The Tax Cuts and Jobs Act (TCJA) established a participation exemption system for the taxation of certain foreign income. Under Code Sec. 245A(a), as added by TCJA, in the case of any dividend received from a specified 10% owned foreign corporation by a domestic corporation which is a U.S. shareholder with respect to such foreign corporation, there is allowed as a deduction an amount equal to the foreign-source portion of such dividend. A specified 10% owned foreign corporation is defined in Code Sec. 245A(b) as any foreign corporation (other than certain passive foreign investment companies) with respect to which a domestic corporation is a U.S. shareholder.

The purpose of Code Sec. 956 is generally to create symmetry between the taxation of actual repatriations and the taxation of effective repatriations, by subjecting effective repatriations to tax in the same manner as actual repatriations.

However, under the participation exemption system, earnings of a CFC that are repatriated to a corporate U.S. shareholder as a dividend are typically effectively exempt from tax because the shareholder is generally afforded an equal and offsetting dividends received deduction under Code Sec. 245A.

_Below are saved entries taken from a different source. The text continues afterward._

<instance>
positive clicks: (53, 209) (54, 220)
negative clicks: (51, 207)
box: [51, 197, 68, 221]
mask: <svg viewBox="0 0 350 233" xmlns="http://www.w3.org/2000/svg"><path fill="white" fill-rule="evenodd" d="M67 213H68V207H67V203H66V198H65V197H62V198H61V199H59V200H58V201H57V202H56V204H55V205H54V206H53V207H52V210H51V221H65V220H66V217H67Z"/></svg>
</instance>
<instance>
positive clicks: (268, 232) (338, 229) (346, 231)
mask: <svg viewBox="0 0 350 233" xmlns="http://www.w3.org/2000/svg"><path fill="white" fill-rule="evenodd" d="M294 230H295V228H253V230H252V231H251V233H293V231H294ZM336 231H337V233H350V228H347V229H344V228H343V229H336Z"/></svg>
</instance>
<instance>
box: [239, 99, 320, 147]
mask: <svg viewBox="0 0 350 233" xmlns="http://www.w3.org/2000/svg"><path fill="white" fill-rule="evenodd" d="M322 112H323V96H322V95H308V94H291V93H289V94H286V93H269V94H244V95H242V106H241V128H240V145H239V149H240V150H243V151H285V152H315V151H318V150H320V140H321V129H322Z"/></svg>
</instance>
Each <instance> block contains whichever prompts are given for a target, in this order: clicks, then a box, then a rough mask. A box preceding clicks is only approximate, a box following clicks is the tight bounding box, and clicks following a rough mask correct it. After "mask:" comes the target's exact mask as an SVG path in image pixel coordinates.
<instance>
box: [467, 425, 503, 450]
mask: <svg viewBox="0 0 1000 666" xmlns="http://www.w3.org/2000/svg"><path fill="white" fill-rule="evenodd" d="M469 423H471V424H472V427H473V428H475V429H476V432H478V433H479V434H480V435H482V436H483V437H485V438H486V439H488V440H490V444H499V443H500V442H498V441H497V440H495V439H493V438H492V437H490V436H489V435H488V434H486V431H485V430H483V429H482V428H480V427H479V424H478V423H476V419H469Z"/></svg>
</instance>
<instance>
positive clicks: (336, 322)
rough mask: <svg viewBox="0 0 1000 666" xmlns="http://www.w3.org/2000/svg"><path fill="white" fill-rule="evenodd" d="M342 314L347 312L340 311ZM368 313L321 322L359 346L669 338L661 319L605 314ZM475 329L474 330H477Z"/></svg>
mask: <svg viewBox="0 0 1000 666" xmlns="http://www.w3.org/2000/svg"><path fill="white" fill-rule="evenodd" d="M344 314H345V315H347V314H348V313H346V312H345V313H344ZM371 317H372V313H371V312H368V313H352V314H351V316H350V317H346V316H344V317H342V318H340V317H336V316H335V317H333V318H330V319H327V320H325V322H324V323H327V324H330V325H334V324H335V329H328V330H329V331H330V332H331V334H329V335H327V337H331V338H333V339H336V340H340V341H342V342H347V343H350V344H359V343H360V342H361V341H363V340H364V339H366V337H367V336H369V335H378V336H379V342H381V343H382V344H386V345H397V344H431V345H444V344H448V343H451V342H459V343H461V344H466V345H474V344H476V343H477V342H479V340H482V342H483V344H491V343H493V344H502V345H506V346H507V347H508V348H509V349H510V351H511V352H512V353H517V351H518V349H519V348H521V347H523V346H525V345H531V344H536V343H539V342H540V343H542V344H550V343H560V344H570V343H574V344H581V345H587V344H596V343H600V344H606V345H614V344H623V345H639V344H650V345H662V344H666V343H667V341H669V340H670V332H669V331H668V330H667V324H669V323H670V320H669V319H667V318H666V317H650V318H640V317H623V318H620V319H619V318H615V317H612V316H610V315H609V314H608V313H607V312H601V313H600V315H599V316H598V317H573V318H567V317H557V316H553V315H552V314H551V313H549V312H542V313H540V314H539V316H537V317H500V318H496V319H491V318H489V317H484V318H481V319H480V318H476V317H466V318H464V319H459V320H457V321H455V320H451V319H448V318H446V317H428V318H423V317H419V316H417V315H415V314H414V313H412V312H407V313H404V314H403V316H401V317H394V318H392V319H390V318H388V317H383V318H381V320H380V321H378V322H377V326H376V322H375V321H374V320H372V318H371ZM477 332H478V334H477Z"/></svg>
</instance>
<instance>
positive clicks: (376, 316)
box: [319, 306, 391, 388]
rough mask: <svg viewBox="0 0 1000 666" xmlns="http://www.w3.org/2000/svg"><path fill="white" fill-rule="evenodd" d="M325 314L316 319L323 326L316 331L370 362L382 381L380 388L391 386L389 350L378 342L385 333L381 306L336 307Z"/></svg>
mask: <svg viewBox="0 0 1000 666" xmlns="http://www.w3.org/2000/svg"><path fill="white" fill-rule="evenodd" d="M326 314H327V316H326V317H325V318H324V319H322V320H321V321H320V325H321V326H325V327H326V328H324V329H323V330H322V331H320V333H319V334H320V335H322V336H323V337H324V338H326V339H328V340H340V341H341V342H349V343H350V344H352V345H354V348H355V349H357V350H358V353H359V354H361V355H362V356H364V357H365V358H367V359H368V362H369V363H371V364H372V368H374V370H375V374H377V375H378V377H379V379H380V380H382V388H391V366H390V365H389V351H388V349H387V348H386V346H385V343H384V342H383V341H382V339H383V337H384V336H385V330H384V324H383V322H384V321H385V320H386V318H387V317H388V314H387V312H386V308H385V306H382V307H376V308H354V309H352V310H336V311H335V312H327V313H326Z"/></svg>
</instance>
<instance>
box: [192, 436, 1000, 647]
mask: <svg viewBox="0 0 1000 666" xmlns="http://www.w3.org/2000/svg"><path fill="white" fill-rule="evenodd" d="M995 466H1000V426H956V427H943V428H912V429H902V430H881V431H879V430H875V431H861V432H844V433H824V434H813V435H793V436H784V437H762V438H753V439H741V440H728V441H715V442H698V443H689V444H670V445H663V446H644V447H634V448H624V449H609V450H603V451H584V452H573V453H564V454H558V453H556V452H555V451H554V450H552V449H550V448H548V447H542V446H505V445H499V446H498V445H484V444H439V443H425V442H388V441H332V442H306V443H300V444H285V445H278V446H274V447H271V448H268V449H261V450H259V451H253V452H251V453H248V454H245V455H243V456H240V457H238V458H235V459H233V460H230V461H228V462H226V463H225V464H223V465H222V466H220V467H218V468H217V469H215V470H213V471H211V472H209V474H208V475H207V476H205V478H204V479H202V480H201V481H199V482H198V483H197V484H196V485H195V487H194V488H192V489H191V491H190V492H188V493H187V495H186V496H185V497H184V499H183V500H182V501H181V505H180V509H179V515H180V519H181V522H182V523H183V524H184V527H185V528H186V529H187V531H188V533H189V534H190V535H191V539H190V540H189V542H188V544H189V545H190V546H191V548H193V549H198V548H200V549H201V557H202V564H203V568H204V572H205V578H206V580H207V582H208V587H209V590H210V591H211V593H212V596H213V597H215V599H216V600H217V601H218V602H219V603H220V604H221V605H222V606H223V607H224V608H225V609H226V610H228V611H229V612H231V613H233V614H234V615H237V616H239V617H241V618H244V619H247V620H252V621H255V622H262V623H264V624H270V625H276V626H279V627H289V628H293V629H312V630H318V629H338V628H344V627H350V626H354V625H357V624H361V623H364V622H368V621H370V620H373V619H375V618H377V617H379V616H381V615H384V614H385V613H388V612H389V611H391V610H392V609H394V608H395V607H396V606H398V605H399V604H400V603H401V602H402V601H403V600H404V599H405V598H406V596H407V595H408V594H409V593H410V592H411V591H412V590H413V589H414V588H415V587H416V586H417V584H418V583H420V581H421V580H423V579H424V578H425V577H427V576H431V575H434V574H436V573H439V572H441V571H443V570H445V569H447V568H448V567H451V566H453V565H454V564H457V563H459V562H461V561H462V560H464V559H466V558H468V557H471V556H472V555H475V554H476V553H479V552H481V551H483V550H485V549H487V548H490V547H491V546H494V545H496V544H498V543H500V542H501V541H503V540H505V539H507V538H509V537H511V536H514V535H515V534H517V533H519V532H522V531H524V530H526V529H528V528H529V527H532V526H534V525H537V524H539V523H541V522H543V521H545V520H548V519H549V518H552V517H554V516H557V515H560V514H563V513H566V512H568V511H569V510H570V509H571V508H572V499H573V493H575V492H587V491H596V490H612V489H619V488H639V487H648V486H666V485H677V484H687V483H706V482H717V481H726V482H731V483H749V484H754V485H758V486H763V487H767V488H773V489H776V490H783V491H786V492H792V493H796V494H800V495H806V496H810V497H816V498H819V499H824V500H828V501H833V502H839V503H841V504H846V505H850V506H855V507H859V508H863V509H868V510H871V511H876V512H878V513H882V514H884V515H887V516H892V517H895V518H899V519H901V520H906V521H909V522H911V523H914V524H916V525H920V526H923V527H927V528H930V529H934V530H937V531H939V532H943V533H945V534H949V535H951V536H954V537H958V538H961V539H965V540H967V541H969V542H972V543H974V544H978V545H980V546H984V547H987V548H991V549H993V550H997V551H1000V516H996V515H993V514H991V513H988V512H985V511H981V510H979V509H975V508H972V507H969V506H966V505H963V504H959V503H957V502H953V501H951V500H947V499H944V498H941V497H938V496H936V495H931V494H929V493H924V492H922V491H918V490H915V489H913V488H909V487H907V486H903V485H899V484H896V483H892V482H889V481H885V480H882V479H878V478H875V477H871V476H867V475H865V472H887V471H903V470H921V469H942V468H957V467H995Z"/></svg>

A section 956 inclusion of a corporate U.S. shareholder, on the other hand, is not eligible for the dividends received deduction under Code Sec. 245A (because it is not a dividend).
 
 

In 2018, IRS issued proposed Code Sec. 956 regs. The proposed regs exclude corporate U.S. shareholders from the application of Code Sec. 956 to the extent necessary to maintain symmetry between the taxation of actual repatriations and the taxation of effective repatriations. In general, under Code Sec. 245A and the proposed regs, respectively, neither an actual dividend to a corporate U.S. shareholder, nor such a shareholder's amount determined under Code Sec. 956, will result in additional U.S. tax.

To achieve this result, the proposed regs provide that the amount otherwise determined under Code Sec. 956 with respect to a U.S. shareholder for a tax year of a CFC is reduced to the extent that the U.S. shareholder would be allowed a deduction under Code Sec. 245A if the U.S. shareholder had received a distribution from the CFC in an amount equal to the amount otherwise determined under Code Sec. 956.

IRS has now finalized the proposed regs. which add a rule regarding CFCs that have prior year E&P described in Code Sec. 959(c)(1) and current-year E&P described in Code Sec. 959(c)(3) that do not result in an inclusion under Code Sec. 951 or Code Sec. 951A.

The final regs also include an ordering rule treating a hypothetical distribution as attributable first to E&P described in Code Sec. 959(c)(2), then to E&P described in Code Sec. 959(c)(3), consistent with the allocation of an amount determined under Code Sec. 956 pursuant to Code Sec. 959(f)(1). This rule, which differs from the general rule for allocation of distributions in Code Sec. 959(c) by not treating any amount as attributable to E&P described in Code Sec. 959(c)(1), is necessary to reflect the fact that the amount to which the hypothetical distribution applies is in fact a tentative section 956 amount. (Reg. §1.956-1(a)(3)(iii))

The final regs apply to tax years of a CFC beginning on or after May 23, 2019 and to tax years of a U.S. shareholder in which or with which such tax years of the CFC end. (Reg. §1.956-1(g)(4)).

However, consistent with the reliance allowed for the proposed regs, taxpayers may apply the final regs for tax years of a CFC beginning after Dec. 31, 2017, and for tax years of a U.S. shareholder in which or with which such tax years of the CFC end, provided that the taxpayer and United States persons that are related (within the meaning of Code Sec. 267 or Code Sec. 707) to the taxpayer consistently apply the regs with respect to all CFCs in which they are U.S. shareholders for tax years of the CFCs beginning after Dec. 31, 2017.  (Reg. §1.956-1(g)(4)).